Objectives: Treatment approaches for stroke include reperfusion therapies (i.e., recombinant tissue plasminogen activator, endovascular thrombectomy); however, many stroke patients still experience disability. This indicates a need to develop neuroprotective treatments that are effective in the setting of successful recanalization. Post-stroke outcomes are improved by treatment with 3-hydroxy-3-methylglutaryl coenzyme A (HMG-CoA) reductase inhibitors (i.e., statins). We have shown that the endogenous blood-brain barrier (BBB) uptake transporter Oatp1a4 facilitates blood-to-brain transport of atorvastatin (ATV). The objective of this study was to show that Oatp-mediated transport at the BBB is an absolute requirement for ATV neuroprotective effectiveness in stroke. Methods: Male and female Sprague-Dawley rats (200-250 g) were subjected to transient middle cerebral artery occlusion (tMCAO) for 90 minutes followed by 22.5 h reperfusion. Sham-operated animals were used as controls. ATV (20 mg/kg, i.v.) was injected 2 h following reperfusion.
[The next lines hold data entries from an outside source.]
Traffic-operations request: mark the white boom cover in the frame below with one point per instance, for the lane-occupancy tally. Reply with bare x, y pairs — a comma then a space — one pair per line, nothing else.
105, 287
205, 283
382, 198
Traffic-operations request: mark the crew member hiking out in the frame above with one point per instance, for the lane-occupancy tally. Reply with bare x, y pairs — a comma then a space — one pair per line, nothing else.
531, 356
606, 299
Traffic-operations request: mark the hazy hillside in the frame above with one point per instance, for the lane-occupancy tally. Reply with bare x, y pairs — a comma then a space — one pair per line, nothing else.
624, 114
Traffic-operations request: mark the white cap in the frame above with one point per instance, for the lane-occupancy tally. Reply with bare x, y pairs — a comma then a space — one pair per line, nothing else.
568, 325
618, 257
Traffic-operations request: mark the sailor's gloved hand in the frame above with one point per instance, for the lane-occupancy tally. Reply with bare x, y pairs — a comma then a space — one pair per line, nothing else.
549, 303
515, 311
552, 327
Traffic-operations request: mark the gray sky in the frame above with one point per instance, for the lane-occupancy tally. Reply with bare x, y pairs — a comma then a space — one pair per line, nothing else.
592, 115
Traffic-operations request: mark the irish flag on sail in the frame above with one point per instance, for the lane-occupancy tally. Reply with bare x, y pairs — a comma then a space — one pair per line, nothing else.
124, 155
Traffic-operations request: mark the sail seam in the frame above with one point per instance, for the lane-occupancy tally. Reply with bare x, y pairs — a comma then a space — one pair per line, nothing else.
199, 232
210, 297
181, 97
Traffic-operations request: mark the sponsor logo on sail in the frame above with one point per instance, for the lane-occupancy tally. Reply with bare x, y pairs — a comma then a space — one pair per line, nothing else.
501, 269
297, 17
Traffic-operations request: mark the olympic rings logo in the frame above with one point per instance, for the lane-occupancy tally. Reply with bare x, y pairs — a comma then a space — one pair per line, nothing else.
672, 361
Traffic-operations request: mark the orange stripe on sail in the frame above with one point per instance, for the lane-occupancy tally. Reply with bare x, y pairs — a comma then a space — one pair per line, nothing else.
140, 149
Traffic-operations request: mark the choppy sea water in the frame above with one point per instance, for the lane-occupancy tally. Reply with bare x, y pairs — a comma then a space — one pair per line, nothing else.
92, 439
The role of Oatp-mediated transport was determined using the Oatp transport inhibitor fexofenadine (FEX; 3.2 mg/kg, i.v.) injected at the same time as ATV. Following tMCAO, infarction volume and brain edema ratios were calculated from TTC-stained brain slices. Post-stroke outcomes were assessed via measurement of neurological deficit scores, by the adhesive removal test (i.e., sensorimotor function), and by the rotarod performance test (i.e., motor function). Results: In tMCAO animals, ATV reduced (p < 0.01) both infarction volume and brain edema ratio in both sexes. ATV improved neurological deficit scores and well as sensorimotor function and motor performance. In the presence of FEX, ATV had no effect on infarction volume or brain edema ratio. Similarly, positive effects of ATV on post-stroke outcomes were attenuated by FEX. Conclusions: Our data indicate that pharmacological inhibition of Oatp-mediated transport at the BBB prevents ATV from exerting neuroprotective effects in rats following tMCAO. Our results also suggest that i.v. ATV administered at an early time point following reperfusion (i.e., 2 h) can provide effective neuroprotection in male and female rats subjected to tMCAO.